The World Bank is going to provide $250 million loans to help Bangladesh create jobs and accelerate economic recovery from the COVID-19 pandemic.
The loan agreement is set to be signed soon once Prime Minister Sheikh Hasina approves it, says sources at Economic Relations Division (ERD).The financing will help Bangladesh create large-scale jobs for citizens, including women, youth, and migrant workers.
The project is expected to support reforms to modernise the trade and investment regime, build a stronger system of expanded safety nets and labor protections, and help vulnerable populations access better jobs, especially during crises.
To implement the initiatives and reform plans, the WB agreed to provide the loan assistance of a total of $750 million in three fiscal years.
Of the figure, Bangladesh already received $ 250 million in FY 2018-2019 and another $ 250 million in loans in FY 2019-2020.
And the remaining $250 million under the Third Programmatic Jobs Development Policy Credit (DPC-3) has already been approved by the WB for FY 2020-2021.
The loan has to be repaid in 30 years with a grace period of 5 years and the interest rate will be 1.25 percent, service charge 0.75 percent, and commitment charge on unpaid money will be 0.50 percent.Under the project, initiatives will be taken to create an investment environment, develop the labor market and create quality employment through the three pillars.

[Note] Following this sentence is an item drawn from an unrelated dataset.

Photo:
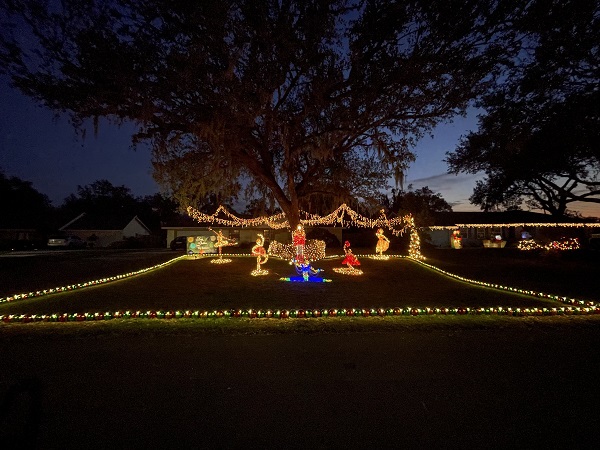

Under the first pillar, the overall environment for private investment outside the conventional readymade garment sector will be improved to create opportunities for short to medium-term employment. It is imperative to diversify the products and the market to create a close connection with the international market outside the readymade garment sector.
Under the second pillar, the overall protection of Bangladeshi workers and strengthen the government’s security cordon in the event of a future Covid-19 and similar will be increased. Most workers in Bangladesh still work on unwritten contracts without proper occupational safety and social insurance. Coronavirus pandemic has become a major disaster, especially for workers in the formal and informal sectors who are outside the scope of social protection.
To this end, it is necessary to take necessary measures to protect the earnings of the affected workers in the labor-intensive export sector. The capacity of the public sector needs to be enhanced in formulating guidelines and enforcing labor rules and standards for the protection of workers.
Under the third pillar, effective implementation of the principles adopted under DPC-1 and DPC-2 will strengthen programs and organizations that provide
current and future employment opportunities to youth, young women, and migrant workers.
The pillar also emphasizes several issues, including increasing the capacity of government institutions to facilitate migrant workers to receive government services before and after leaving the country; increase employment opportunities for women and bring other services, including daytime center licensing, within a legal framework.